Eric Clapton, ‘The Lady in the Balcony: Lockdown Sessions': Album Review
Even if you absolutely loathe the stance he's taken on vaccines and other COVID-19 protocols, who among us would turn down the opportunity to sit in a small room in a large English manor listening to Eric Clapton play? If we're telling the truth, nobody's raising their hands.
That sublime experience is exactly what's delivered with The Lady in the Balcony: Lockdown Sessions, a film and album release that ranks as a silver-lining counter to the past year and a half and gives proof to the adage that you can still enjoy the art even if the artist ruffles your feathers.
As its subtitle indicates, The Lady in the Balcony was born from the pandemic and concerts Clapton was forced to cancel at London's Royal Albert Hall. So he brought three of his key band members - bassist Nathan East, drummer Steve Gadd and keyboardist Chris Stainton - to Cowdray House to run through a set of 17 songs. The result is a sequel of sorts to Clapton's diamond-certified 1992 Unplugged session, albeit with him playing electric guitar on three of the tunes here.
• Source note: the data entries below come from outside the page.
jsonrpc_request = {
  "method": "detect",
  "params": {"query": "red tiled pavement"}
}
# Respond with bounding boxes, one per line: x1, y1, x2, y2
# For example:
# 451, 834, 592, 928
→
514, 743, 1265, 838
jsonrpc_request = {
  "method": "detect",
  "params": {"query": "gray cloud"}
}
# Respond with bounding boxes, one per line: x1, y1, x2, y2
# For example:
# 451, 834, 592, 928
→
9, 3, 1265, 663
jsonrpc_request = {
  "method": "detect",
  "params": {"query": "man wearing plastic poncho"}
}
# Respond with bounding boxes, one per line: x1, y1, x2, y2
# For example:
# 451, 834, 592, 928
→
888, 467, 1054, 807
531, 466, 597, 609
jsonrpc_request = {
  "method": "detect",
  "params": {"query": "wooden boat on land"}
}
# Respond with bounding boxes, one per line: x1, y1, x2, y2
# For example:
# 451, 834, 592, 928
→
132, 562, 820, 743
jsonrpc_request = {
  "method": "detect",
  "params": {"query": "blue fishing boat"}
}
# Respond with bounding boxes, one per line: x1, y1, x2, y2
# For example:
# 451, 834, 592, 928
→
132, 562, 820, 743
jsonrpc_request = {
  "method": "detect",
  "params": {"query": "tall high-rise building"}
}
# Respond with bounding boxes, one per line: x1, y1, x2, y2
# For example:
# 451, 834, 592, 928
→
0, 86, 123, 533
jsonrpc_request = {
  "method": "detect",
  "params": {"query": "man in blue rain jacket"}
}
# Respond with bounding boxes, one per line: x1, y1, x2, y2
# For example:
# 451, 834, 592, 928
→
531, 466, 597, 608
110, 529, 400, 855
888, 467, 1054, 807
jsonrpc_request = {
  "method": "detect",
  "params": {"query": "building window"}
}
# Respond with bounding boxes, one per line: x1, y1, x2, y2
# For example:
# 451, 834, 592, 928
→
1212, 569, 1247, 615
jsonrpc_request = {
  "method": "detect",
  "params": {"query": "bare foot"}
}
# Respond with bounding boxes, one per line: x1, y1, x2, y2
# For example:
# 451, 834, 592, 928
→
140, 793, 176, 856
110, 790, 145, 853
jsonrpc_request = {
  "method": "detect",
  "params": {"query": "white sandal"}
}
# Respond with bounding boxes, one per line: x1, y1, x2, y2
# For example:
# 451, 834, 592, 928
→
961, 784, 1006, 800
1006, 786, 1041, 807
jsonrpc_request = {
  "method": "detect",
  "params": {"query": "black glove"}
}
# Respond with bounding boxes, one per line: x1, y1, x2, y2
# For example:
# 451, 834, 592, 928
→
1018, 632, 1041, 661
And it's even better. While Unplugged was revelatory, it was still mannered as a broadcast show. This session has the easy feel of four friends sitting around playing music together, aware of but able to ignore the cameras and recording gear. The broad smiles and satisfied nods are genuine as they impress each other with instrumental nuances and subtleties, and "Tears in Heaven" is so lovingly rendered that Clapton is moved to put his right hand to his heart. And a buoyant "Believe in Life," the love song from 2001's Reptile, gives the album its title as Clapton dedicates it to his wife, Melia, who peeks in from an upstairs window.
Also among the abundance of highlights: a one-two tribute to the late Peter Green with "Black Magic Woman" and a beautiful "Man of the World"; a vibey new arrangement of J.J. Cale's "After Midnight"; a waltz through "River of Tears" that offers Clapton's best vocal of the performance; and a "Layla" that stakes a tempo middle ground between the original and the Unplugged version as Clapton references the signature riff during his solo. It's also nice to hear him reach back for "Bad Boy" from his 1970 solo debut album, and by the time the quartet hits "Got My Mojo Working," Clapton's three mates are all shouting the title refrain during the choruses. Being in such close quarters to Clapton might lead to an argument for some these days. But as long as the music is playing, and playing this well, much is right with the world again, and The Lady in the Balcony may just loosen those gritted teeth into a smile at some point.